There was something a while ago that mentioned the metallurgy of the rivets made them very brittle in cold water, which explained how the iceberg made such a big gash. However, the ship did not break in half until it raised at least 30 degrees out of the water, so I’m inclined to disregard that possibility of cascading hull damage in a head-on collision.
But it IS still like running into a brick wall. Whether the bow gives way and crumples or not (and I’m sure it does somewhat), the iceberg still doesn’t move appreciably as a result of the impact. Brick wall.

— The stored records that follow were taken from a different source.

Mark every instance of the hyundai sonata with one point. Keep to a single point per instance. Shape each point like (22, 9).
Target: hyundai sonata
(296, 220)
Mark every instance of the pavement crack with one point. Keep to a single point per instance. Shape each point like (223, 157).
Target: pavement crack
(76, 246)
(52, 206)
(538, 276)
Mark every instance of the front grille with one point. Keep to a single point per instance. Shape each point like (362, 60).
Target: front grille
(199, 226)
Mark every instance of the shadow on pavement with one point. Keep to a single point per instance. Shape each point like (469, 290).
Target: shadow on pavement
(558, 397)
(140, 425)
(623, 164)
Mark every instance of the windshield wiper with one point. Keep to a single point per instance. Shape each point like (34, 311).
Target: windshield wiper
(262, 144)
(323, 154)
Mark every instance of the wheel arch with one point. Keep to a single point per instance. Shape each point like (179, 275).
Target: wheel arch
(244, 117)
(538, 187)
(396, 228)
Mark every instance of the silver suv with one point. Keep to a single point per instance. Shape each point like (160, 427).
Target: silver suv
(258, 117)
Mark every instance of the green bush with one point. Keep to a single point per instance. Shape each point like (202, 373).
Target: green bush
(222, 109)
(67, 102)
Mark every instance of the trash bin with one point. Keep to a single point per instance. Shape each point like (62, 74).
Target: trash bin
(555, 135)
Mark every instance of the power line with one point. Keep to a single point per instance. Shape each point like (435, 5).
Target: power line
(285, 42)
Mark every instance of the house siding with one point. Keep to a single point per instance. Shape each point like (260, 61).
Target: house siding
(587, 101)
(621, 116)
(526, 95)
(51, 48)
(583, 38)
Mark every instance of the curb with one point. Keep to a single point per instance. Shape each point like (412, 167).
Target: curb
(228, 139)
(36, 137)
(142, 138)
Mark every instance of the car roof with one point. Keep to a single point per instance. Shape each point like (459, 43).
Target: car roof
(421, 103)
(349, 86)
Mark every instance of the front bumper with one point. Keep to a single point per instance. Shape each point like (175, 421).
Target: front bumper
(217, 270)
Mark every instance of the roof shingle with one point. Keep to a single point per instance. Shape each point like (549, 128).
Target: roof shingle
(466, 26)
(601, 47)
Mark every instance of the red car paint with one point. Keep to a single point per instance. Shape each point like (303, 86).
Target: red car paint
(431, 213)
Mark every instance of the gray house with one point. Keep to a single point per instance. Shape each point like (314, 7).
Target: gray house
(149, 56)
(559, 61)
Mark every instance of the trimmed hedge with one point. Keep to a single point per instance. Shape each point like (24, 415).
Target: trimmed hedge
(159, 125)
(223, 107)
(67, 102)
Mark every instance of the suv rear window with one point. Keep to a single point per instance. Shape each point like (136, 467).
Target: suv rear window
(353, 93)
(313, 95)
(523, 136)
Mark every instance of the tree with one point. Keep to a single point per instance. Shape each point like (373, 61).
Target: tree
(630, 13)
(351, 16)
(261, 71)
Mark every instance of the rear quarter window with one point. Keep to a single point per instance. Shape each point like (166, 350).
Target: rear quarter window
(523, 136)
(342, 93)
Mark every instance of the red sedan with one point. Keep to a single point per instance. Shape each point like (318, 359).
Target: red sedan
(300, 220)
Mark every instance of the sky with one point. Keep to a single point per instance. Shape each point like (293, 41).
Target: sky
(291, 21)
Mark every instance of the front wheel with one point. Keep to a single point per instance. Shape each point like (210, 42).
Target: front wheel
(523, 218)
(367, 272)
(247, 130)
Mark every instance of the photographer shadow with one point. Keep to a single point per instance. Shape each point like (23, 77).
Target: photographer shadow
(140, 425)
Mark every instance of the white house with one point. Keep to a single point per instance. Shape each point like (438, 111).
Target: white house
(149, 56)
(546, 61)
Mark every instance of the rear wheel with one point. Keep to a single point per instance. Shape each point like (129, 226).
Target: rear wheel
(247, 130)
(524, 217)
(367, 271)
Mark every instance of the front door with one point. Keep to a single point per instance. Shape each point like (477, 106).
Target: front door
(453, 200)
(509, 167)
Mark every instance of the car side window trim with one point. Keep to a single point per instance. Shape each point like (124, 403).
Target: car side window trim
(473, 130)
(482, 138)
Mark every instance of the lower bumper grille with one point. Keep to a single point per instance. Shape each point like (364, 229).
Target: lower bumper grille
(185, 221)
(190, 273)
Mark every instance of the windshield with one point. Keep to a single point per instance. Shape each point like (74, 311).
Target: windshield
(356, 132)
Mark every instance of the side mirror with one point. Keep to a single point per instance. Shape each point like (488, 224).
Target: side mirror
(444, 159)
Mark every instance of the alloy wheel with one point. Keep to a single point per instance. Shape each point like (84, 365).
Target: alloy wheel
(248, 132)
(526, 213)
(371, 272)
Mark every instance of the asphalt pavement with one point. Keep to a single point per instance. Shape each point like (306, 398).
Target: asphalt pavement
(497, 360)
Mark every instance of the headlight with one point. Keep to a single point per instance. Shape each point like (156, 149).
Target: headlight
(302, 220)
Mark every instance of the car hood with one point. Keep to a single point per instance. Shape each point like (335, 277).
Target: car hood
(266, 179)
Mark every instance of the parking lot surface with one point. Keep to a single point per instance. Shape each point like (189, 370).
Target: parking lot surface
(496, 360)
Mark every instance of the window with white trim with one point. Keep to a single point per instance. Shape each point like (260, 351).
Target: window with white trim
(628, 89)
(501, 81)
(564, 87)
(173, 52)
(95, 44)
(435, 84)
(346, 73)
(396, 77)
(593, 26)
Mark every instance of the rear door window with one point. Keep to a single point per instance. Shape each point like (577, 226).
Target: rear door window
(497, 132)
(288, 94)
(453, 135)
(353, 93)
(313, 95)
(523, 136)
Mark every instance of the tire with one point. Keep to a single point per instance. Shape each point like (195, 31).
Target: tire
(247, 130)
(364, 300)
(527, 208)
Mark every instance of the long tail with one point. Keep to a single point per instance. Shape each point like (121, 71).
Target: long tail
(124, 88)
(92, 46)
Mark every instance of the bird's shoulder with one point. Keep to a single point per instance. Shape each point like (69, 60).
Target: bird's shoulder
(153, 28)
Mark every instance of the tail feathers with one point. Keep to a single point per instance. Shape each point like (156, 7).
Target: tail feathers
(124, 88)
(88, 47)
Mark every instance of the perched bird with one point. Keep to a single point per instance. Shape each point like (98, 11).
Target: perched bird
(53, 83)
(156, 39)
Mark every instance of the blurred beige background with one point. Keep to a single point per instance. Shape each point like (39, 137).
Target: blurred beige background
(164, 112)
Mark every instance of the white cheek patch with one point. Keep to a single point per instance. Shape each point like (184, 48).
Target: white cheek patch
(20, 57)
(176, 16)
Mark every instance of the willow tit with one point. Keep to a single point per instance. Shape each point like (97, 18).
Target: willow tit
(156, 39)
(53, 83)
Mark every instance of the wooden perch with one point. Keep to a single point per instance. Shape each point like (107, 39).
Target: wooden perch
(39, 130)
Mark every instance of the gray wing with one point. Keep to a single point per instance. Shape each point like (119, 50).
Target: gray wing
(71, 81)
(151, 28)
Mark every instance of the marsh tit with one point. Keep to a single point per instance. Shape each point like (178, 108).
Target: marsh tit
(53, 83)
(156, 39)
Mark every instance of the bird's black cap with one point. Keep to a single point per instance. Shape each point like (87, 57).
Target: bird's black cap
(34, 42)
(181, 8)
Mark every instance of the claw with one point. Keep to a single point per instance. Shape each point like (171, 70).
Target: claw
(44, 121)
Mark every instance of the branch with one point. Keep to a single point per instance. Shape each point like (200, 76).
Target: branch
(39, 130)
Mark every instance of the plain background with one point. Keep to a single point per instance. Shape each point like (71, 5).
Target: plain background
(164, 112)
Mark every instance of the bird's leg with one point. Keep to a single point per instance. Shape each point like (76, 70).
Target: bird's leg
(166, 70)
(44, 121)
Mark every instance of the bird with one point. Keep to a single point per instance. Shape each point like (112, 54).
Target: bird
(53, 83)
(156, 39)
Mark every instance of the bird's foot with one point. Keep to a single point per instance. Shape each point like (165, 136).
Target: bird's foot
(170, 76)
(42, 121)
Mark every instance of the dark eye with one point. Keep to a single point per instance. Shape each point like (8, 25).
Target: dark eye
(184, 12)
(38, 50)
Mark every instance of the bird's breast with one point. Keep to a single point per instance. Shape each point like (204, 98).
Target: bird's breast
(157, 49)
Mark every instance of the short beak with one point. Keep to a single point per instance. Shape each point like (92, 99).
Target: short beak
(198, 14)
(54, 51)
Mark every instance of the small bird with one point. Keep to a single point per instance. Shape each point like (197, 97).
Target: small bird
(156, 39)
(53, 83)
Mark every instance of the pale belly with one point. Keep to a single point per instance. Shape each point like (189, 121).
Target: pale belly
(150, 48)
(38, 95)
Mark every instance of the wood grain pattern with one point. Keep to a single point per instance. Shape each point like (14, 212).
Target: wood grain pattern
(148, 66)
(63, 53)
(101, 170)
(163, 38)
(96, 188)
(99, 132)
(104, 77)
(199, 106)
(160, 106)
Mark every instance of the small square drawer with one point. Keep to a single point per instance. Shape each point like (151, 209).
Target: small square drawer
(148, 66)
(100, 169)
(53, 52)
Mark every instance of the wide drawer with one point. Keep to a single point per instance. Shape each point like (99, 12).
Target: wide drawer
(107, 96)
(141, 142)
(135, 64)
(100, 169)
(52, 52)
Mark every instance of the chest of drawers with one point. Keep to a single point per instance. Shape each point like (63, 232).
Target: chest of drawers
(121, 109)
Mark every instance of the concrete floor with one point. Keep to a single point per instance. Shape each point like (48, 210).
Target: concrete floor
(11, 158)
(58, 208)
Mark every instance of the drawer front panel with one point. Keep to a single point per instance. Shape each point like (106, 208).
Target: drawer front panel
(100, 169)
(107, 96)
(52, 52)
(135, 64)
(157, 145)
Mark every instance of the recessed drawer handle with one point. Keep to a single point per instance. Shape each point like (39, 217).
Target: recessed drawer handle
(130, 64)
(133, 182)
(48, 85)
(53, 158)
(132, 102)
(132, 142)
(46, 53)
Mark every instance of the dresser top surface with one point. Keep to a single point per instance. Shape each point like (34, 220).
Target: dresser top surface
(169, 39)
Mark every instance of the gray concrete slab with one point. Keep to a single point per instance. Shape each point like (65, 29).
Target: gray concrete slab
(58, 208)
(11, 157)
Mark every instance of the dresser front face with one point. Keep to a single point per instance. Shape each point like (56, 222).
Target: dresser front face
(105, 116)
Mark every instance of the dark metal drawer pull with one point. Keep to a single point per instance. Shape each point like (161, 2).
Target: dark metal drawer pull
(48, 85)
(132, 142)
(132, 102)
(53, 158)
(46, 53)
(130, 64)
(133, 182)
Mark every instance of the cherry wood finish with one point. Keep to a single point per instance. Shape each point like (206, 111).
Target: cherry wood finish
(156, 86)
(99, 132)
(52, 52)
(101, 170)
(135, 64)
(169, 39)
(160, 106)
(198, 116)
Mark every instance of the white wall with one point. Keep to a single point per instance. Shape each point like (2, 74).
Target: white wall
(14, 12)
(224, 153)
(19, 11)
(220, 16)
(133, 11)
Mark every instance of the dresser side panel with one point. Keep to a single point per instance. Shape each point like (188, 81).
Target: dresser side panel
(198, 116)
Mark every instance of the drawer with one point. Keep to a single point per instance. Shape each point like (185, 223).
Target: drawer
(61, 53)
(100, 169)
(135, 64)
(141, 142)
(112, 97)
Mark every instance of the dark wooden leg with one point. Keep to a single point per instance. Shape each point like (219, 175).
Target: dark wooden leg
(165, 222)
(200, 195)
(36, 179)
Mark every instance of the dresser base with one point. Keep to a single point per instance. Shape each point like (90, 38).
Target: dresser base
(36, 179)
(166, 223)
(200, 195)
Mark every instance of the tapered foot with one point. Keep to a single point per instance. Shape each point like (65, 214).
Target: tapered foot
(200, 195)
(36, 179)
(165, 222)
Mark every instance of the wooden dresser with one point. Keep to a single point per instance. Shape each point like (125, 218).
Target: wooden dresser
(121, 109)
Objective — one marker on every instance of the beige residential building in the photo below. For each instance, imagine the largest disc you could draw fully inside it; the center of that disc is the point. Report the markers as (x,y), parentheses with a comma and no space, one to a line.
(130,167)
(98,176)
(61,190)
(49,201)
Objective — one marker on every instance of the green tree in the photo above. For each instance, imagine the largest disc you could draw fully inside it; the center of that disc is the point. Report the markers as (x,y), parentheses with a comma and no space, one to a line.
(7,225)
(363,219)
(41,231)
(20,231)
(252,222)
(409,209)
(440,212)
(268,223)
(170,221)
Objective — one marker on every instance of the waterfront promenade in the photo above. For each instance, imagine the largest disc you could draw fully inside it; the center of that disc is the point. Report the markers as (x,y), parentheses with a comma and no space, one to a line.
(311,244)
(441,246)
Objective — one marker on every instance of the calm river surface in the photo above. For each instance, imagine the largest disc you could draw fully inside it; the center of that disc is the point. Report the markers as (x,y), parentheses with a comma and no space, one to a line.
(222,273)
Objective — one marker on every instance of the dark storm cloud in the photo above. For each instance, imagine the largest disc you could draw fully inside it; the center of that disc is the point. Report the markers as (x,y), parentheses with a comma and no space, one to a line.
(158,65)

And keep in mind one of the problems Titanic had was that it’s hull was only water-tight up to, what, five decks from the keel up? If the bow gets obliterated, even if you don’t get as many gaps in the hull as compared to a glancing blow, with or without rivets popping, that still leaves open the possibility of progressive flooding, depending on just how far back that crumpling effect goes.
Why? It’s not just about the strength of the hull, it’s about how many gaps/seems/holes/whatever open up. The idea is the plates don’t need to have separated completely, just that some of the bolts on some of the plates (not even all of the bolts on some of the plates) sheered, exposing gaps. Even if those plates remained attached to the hull.
Also, plates are not primarily what hold the ship together in a way that keeps it from snapping in half. That would be the keel. Which may also be damaged (forget may, would) more severely in a head-on collision.